Microsoft Scout was just announced — an always-on personal AI agent that monitors your schedule, emails, and activity in the background. OpenAI has their agent layer. Google has Gemini running inside your Workspace. Big Tech just spent billions validating a single idea: the personal agent is real infrastructure now.

But you don't need Microsoft's data centers to run your own always-on agent today. You need a protocol, a few files, and a loop.


What "always-on agent" actually means

A chatbot waits for you to ask it something. An always-on agent runs on a schedule — checking state, logging results, taking small autonomous actions, and escalating only when it needs a human.

The difference is architectural. A chatbot is a function. An agent is a process.

When people say "personal AI agent," they mean something that:

  • Runs without you triggering it
  • Maintains memory across sessions
  • Knows what its current priorities are
  • Can act (send a message, update a file, call an API) without being asked
  • Surfaces only the things that actually need your attention

That last one is the hard part. Most "agents" just dump everything on you.


The 5 things every personal agent needs

After running a production agent system for months, these are the non-negotiable components:

1. Heartbeat — a recurring check-in that runs on a schedule. Not a task list. A loop. The agent wakes up, checks state, acts if needed, logs result, sleeps.

2. Signal queue — a prioritized inbox the agent processes, not you. Incoming signals (emails, sales, alerts) get triaged by rules before they reach you.

3. Notification rules — explicit criteria for when the agent escalates vs. handles autonomously. Without this, everything becomes a ping. With it, you only hear about things that actually matter.

4. Fallback matrix — what happens when something breaks. Agent can't reach an API? Site is down? No response from a dependency? The fallback matrix defines the response path without human intervention.

5. Daily review — end-of-day synthesis. What happened, what's pending, what needs a decision tomorrow. This is how the agent closes the loop and primes context for the next morning.

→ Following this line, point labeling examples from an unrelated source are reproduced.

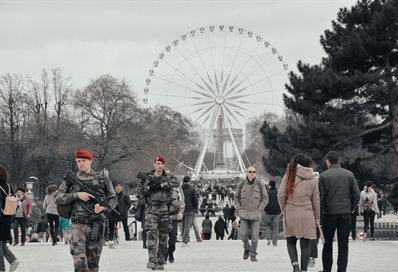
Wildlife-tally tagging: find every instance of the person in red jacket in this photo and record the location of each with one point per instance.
(24, 213)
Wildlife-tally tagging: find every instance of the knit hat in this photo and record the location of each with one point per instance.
(159, 158)
(83, 154)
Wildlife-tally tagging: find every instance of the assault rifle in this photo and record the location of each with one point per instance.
(99, 196)
(149, 180)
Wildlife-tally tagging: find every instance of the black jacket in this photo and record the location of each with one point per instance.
(339, 191)
(273, 204)
(220, 226)
(191, 198)
(393, 197)
(124, 204)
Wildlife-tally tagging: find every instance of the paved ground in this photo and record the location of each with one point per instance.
(207, 256)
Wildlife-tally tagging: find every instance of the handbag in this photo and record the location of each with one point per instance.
(140, 211)
(321, 236)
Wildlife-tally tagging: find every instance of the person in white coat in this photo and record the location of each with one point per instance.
(368, 208)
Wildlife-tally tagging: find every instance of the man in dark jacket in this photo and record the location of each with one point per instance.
(124, 204)
(191, 207)
(272, 215)
(339, 194)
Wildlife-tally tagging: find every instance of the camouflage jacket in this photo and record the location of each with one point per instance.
(154, 193)
(67, 193)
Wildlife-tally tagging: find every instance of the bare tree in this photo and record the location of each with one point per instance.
(13, 112)
(108, 107)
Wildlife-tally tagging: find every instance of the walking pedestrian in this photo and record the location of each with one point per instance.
(177, 194)
(123, 206)
(191, 207)
(251, 198)
(157, 192)
(299, 200)
(51, 211)
(87, 215)
(220, 228)
(272, 215)
(5, 223)
(339, 194)
(23, 214)
(207, 227)
(368, 208)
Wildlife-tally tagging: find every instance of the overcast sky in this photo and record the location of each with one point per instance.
(123, 38)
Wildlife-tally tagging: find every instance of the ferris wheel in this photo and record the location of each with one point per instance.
(220, 77)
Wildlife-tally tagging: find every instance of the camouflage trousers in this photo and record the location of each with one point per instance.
(85, 249)
(157, 226)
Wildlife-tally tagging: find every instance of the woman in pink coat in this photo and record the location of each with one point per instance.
(298, 198)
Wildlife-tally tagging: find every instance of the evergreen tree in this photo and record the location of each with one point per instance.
(350, 101)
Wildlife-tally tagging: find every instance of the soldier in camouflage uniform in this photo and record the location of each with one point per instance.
(157, 190)
(175, 216)
(88, 220)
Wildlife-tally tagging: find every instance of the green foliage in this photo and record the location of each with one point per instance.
(350, 100)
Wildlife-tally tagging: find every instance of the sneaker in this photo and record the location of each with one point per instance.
(14, 265)
(311, 262)
(246, 254)
(151, 266)
(158, 267)
(111, 246)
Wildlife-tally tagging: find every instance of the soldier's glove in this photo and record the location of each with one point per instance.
(155, 186)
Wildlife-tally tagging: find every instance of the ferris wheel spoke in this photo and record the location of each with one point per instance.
(225, 84)
(236, 97)
(228, 110)
(210, 114)
(216, 82)
(248, 59)
(202, 103)
(189, 63)
(206, 110)
(208, 86)
(234, 88)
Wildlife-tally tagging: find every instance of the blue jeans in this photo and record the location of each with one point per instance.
(341, 222)
(272, 227)
(252, 227)
(188, 222)
(5, 253)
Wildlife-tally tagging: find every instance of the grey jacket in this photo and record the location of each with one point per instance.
(49, 203)
(250, 200)
(339, 191)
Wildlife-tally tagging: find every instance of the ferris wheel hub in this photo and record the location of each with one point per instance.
(220, 99)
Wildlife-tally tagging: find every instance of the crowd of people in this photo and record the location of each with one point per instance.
(312, 205)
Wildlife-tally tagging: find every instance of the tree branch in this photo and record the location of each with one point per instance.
(386, 123)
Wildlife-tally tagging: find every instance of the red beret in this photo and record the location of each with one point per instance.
(83, 154)
(159, 158)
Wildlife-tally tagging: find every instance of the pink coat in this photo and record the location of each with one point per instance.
(300, 208)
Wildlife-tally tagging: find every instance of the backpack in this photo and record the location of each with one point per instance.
(367, 205)
(10, 206)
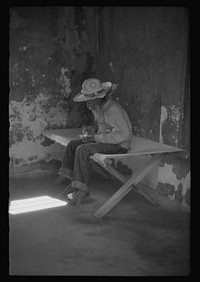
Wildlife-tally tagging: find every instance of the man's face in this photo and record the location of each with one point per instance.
(93, 104)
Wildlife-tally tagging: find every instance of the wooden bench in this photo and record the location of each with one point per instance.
(143, 159)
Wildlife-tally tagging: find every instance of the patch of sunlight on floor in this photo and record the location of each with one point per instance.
(34, 204)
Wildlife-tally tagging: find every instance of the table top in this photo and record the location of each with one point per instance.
(139, 145)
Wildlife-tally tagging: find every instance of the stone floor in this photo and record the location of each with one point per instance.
(133, 239)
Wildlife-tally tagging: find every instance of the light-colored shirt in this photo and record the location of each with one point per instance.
(114, 126)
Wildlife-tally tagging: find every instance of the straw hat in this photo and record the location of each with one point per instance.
(92, 88)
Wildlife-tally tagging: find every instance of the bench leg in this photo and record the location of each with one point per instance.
(133, 180)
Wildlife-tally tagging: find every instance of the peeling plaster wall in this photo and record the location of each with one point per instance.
(52, 50)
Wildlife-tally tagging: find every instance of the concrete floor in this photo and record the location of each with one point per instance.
(134, 239)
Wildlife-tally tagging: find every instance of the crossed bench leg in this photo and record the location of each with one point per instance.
(128, 184)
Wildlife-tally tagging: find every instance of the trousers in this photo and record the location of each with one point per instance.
(76, 163)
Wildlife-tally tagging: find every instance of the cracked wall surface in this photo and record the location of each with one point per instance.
(51, 53)
(144, 50)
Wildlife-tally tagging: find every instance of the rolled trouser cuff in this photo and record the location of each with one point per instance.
(80, 185)
(65, 172)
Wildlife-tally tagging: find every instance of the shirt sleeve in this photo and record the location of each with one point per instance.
(120, 124)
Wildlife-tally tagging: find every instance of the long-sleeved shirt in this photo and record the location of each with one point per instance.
(114, 126)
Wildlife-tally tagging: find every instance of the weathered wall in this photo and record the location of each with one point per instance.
(52, 50)
(145, 50)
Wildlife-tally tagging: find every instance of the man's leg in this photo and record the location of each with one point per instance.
(66, 170)
(82, 166)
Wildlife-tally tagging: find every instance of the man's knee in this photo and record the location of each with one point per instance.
(84, 149)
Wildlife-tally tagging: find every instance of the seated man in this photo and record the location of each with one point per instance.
(113, 136)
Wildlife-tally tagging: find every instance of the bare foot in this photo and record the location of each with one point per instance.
(60, 179)
(78, 198)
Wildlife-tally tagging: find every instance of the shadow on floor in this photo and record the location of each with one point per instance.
(134, 239)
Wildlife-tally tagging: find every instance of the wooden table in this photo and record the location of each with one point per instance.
(143, 159)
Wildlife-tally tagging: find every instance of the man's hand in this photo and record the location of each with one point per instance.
(86, 138)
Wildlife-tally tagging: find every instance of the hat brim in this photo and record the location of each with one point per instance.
(81, 97)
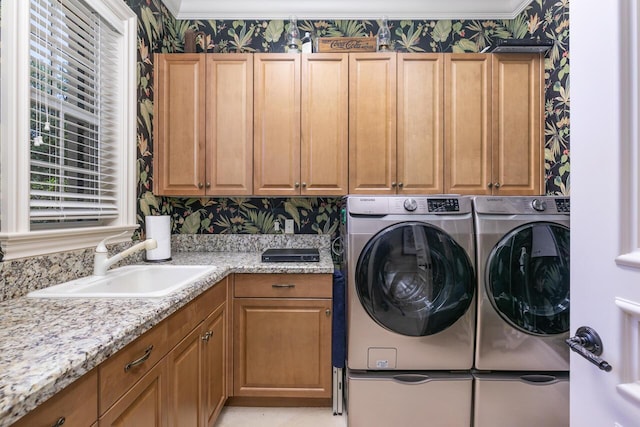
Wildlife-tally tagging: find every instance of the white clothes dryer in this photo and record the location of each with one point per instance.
(523, 283)
(410, 282)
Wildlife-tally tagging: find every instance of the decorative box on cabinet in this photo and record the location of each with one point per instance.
(300, 140)
(282, 335)
(203, 124)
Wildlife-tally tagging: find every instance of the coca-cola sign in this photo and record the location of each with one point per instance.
(347, 44)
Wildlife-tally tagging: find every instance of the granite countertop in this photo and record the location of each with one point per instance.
(46, 344)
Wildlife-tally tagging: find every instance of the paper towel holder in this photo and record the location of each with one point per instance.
(158, 227)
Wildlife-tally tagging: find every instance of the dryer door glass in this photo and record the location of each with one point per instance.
(414, 279)
(527, 278)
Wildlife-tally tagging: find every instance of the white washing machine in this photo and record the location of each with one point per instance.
(523, 283)
(410, 282)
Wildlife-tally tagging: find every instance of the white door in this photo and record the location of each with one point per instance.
(605, 213)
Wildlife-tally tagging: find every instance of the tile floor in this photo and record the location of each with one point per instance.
(239, 416)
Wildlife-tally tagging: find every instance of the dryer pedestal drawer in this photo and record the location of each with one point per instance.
(531, 399)
(409, 398)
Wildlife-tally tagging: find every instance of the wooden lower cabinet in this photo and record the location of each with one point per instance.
(215, 365)
(187, 386)
(282, 343)
(63, 408)
(144, 404)
(197, 374)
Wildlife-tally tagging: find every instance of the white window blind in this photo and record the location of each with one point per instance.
(74, 65)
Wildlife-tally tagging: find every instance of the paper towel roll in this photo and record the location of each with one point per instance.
(158, 227)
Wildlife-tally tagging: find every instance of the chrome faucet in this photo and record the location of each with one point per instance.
(102, 262)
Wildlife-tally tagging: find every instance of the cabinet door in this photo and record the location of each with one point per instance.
(324, 143)
(282, 347)
(372, 123)
(144, 404)
(517, 145)
(229, 124)
(63, 408)
(214, 364)
(276, 124)
(420, 123)
(179, 124)
(184, 382)
(467, 123)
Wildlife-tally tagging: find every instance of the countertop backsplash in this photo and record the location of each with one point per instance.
(21, 276)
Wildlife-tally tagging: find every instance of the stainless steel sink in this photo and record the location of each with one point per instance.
(134, 281)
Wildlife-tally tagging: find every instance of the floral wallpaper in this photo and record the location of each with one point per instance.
(159, 31)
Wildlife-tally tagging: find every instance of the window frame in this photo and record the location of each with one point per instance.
(17, 239)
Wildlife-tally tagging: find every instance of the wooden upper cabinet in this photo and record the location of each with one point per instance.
(467, 123)
(324, 144)
(517, 145)
(420, 134)
(372, 123)
(229, 124)
(203, 125)
(276, 124)
(179, 124)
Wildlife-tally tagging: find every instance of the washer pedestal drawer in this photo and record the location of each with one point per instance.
(409, 398)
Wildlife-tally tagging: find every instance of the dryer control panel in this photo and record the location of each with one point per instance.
(523, 205)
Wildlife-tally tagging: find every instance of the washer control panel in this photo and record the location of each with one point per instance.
(539, 205)
(563, 205)
(443, 205)
(397, 205)
(410, 204)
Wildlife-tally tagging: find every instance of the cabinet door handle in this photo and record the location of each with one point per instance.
(139, 361)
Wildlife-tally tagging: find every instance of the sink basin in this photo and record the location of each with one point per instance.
(134, 281)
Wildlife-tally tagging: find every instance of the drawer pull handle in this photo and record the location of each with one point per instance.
(137, 362)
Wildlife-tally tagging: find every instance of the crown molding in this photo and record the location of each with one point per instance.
(346, 9)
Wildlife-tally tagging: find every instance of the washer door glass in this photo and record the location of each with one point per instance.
(414, 279)
(527, 278)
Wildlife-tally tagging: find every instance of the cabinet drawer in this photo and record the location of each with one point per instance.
(184, 320)
(283, 285)
(64, 408)
(119, 372)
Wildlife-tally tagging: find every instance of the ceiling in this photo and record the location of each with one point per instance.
(346, 9)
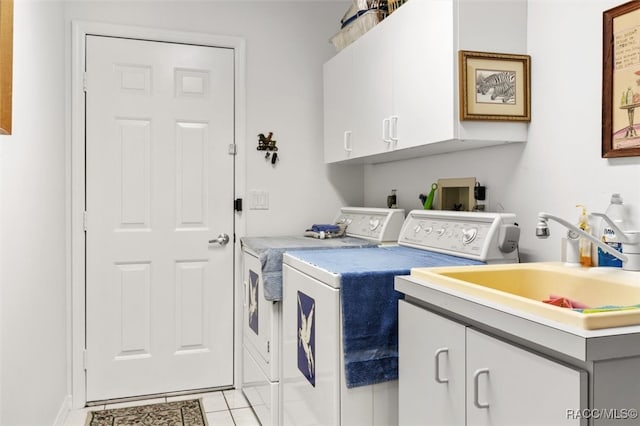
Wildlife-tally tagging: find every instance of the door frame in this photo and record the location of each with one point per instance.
(76, 177)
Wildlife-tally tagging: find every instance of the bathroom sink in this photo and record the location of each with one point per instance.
(524, 286)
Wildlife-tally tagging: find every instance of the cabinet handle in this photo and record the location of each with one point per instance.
(386, 130)
(437, 358)
(246, 295)
(347, 141)
(394, 128)
(476, 388)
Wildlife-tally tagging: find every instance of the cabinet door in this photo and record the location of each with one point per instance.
(424, 74)
(507, 385)
(432, 368)
(373, 87)
(339, 110)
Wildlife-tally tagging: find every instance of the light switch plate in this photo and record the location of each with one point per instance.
(259, 200)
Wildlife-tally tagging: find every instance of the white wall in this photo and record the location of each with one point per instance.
(287, 43)
(560, 165)
(32, 228)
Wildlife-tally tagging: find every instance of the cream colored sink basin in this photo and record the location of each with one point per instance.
(524, 286)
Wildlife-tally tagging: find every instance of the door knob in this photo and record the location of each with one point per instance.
(222, 239)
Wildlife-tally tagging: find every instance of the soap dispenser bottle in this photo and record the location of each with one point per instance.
(584, 245)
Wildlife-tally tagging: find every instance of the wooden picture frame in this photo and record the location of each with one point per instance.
(6, 65)
(621, 80)
(494, 86)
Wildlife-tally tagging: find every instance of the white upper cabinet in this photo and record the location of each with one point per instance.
(393, 93)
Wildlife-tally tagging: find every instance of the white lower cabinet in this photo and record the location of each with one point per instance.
(451, 374)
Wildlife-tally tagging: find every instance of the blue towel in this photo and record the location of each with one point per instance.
(369, 303)
(325, 228)
(271, 249)
(370, 320)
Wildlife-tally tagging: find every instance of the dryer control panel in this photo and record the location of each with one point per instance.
(377, 224)
(487, 237)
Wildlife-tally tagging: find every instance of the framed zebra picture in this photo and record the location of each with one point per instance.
(621, 80)
(494, 86)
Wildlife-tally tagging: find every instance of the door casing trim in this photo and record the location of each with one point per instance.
(76, 319)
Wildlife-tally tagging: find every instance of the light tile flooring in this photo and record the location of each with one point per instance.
(223, 408)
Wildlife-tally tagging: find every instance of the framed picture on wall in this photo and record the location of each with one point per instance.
(494, 86)
(621, 81)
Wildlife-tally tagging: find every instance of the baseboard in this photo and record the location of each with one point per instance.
(65, 407)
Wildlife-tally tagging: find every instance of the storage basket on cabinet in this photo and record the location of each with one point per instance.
(394, 4)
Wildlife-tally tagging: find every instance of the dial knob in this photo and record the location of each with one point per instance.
(468, 235)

The minimum viable agent setup

You don't need a cloud function, a vector database, or an orchestration framework. The minimum viable setup is:

  • Claude Code or Cursor running locally or via a cron-triggered session
  • A HEARTBEAT.md file — the protocol the agent follows every cycle
  • A daily memory fileYYYY-MM-DD.md where the agent logs what it did
  • A cron job — triggering the agent every N minutes or hours

That's it. The intelligence is in the protocol, not the infrastructure.

The agent reads its heartbeat file, executes the checklist, logs results, and exits. On the next trigger, it reads yesterday's log and today's priorities, and picks up where it left off.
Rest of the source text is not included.